From Cambridge Associates, investment advisor
Investor sentiment soured in the second quarter, leading to steep declines across nearly all asset classes. The global asset repricing was driven primarily by central bank tightening and concerns about an economic “hard landing,” where restrictive monetary conditions tip the economy into a recession. Other developments also clouded the outlook: Russia cut natural gas shipments to Europe, escalating the region’s energy crisis; China continued to impose strict COVID-19 lockdowns, which resulted in a domestic slowdown; and ongoing supply chain disruptions sparked fears that inflation could remain elevated even if growth stagnates. These factors contributed to significant turmoil in risk assets.
US equities fell into a bear market in the second quarter, extending losses for the year. US equities experienced their sharpest quarterly drawdown since 2008 (outside the initial pandemic sell-off), bringing first-half performance to the lowest since 1962. US stocks trailed developed equities, excluding the US peers again as rising interest rates and economic growth concerns weighed on tech- and growth-heavy US shares; this dynamic was reflected in underlying sector performance. All 11 S&P 500 Index sectors declined, with consumer discretionary, communication services, and information technology falling the most. Defensive consumer staples and utilities fell the least, followed by energy. Growth trailed value by the widest margin since the tech bubble burst in 2000 and has given up nearly all its pandemic outperformance over value. Large caps edged small caps, outperforming for the fifth straight quarter.
Developed country equities, excluding the United States, bested US peers for the first time in six quarters. All major countries and regions posted double-digit losses. Emerging markets equities topped their developed counterparts for the first time in six quarters, as index heavyweight China buoyed the broader index, posting the only gains among emerging markets countries.

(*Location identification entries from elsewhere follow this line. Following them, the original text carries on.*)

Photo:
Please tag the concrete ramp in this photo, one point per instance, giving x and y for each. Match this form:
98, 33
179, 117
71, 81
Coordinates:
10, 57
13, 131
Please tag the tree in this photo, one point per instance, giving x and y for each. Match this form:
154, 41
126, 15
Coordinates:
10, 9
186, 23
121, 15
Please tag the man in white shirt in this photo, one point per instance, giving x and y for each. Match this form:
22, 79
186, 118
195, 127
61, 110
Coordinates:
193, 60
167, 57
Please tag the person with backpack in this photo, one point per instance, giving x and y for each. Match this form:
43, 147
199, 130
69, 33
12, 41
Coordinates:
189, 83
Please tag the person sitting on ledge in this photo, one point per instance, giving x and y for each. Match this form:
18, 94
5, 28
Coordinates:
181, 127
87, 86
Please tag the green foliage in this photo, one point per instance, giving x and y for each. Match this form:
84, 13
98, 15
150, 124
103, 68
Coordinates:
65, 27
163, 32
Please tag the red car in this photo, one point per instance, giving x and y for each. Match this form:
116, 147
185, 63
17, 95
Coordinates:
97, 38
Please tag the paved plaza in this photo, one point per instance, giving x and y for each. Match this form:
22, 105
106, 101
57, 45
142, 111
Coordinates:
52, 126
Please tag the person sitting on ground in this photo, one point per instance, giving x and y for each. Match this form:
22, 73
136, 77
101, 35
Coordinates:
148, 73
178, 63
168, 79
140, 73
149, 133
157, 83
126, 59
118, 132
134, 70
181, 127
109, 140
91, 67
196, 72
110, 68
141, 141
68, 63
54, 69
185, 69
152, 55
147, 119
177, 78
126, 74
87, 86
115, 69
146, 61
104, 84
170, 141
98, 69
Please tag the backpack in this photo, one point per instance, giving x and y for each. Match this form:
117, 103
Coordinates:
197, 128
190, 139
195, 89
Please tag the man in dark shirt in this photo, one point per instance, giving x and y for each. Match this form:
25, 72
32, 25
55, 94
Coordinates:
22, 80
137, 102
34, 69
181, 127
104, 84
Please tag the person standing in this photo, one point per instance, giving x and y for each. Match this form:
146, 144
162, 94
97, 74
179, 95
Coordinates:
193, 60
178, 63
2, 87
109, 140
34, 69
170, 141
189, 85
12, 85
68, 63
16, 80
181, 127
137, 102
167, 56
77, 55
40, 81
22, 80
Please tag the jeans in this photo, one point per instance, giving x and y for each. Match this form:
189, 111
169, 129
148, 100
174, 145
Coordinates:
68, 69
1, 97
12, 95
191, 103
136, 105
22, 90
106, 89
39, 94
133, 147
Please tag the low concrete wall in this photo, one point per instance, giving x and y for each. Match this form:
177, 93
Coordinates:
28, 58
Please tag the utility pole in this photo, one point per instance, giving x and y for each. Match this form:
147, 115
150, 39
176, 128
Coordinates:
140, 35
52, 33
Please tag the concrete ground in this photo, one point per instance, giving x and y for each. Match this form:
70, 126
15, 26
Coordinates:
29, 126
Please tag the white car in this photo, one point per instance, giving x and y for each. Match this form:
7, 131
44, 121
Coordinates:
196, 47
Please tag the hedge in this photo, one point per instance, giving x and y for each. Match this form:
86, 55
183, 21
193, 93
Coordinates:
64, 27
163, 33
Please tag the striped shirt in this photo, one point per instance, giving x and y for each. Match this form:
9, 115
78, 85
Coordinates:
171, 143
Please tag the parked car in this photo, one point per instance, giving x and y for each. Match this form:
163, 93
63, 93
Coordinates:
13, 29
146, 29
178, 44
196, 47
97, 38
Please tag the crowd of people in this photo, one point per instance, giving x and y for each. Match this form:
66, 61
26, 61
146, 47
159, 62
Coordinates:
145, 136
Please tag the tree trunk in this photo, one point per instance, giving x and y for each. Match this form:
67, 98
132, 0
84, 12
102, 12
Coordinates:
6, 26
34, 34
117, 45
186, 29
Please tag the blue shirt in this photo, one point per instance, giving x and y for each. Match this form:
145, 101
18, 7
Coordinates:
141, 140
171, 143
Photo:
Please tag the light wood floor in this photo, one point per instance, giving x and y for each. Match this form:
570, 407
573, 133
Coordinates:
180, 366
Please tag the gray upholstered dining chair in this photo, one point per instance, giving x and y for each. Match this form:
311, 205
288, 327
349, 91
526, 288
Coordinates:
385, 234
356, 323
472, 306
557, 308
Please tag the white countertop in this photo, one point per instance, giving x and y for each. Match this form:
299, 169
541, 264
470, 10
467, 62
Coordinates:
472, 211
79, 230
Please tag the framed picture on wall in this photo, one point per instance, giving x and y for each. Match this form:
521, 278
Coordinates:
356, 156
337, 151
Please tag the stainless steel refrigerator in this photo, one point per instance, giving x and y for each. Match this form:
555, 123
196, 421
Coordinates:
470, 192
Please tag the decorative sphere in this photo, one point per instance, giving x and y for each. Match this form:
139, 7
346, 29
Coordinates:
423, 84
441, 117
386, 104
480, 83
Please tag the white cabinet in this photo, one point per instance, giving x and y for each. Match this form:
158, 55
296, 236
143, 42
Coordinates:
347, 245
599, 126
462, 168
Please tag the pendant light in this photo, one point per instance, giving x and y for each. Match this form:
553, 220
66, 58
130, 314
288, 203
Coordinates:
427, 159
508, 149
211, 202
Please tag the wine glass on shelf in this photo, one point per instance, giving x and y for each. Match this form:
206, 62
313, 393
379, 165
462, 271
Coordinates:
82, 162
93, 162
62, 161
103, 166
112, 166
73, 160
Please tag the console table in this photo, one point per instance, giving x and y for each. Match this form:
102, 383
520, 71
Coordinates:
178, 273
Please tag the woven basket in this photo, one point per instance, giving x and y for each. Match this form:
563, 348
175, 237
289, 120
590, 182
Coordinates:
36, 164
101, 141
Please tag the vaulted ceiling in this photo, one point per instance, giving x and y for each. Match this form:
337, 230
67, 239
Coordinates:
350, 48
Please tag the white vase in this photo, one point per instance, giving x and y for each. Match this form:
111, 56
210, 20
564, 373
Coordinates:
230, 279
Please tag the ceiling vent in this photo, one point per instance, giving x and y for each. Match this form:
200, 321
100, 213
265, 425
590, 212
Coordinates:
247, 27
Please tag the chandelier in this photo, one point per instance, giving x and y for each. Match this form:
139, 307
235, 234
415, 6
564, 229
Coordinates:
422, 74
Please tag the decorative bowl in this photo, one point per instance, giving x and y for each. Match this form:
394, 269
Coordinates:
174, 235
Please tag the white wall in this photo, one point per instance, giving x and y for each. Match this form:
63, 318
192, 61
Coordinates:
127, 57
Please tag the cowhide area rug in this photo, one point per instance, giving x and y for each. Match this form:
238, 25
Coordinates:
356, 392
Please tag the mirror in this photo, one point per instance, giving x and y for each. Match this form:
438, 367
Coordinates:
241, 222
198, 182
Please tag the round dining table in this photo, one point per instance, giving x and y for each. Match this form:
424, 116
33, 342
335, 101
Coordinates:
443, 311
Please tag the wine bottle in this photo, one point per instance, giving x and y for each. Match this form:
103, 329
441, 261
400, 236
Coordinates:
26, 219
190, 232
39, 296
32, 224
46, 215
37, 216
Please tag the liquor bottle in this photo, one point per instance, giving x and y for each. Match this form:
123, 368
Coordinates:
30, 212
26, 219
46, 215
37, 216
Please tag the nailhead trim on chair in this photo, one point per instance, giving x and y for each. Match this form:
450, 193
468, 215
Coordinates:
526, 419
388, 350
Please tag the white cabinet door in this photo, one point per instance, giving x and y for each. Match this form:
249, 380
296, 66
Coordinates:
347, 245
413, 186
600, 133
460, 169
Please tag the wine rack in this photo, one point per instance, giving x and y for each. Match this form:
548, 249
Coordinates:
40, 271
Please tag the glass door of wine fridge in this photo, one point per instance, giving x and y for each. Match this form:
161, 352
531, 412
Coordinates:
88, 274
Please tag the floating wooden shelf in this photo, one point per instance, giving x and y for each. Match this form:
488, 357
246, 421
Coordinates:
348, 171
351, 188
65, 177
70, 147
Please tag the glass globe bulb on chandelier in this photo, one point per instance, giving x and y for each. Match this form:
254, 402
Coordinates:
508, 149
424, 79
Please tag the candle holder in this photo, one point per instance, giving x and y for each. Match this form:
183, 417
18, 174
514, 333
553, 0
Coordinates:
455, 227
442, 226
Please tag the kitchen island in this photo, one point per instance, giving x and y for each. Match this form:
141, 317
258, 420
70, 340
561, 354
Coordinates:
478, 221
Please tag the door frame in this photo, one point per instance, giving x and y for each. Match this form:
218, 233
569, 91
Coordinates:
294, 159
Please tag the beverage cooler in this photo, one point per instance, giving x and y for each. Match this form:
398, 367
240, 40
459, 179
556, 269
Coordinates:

All fixed income categories ended in the red as yields rose while rising credit spreads weighed on high-yield and investment-grade corporates relative to Treasuries. Commodities and cash delivered the only gains for the quarter. However, within commodities, energy was the only subcategory that gained, offsetting steep declines for industrial metals.
We expect continued market volatility as recession fears mount globally in the near term. Thrivent Charitable’s portfolios are well-diversified and designed to withstand various economic and market environments, and they continue to do so effectively through this crisis. Our go-forward priorities are to know what we own, talk to our managers, assess the portfolio risks, and look for opportunities that may arise. We believe that staying calm, invested, and prepared is the best course of action at this point.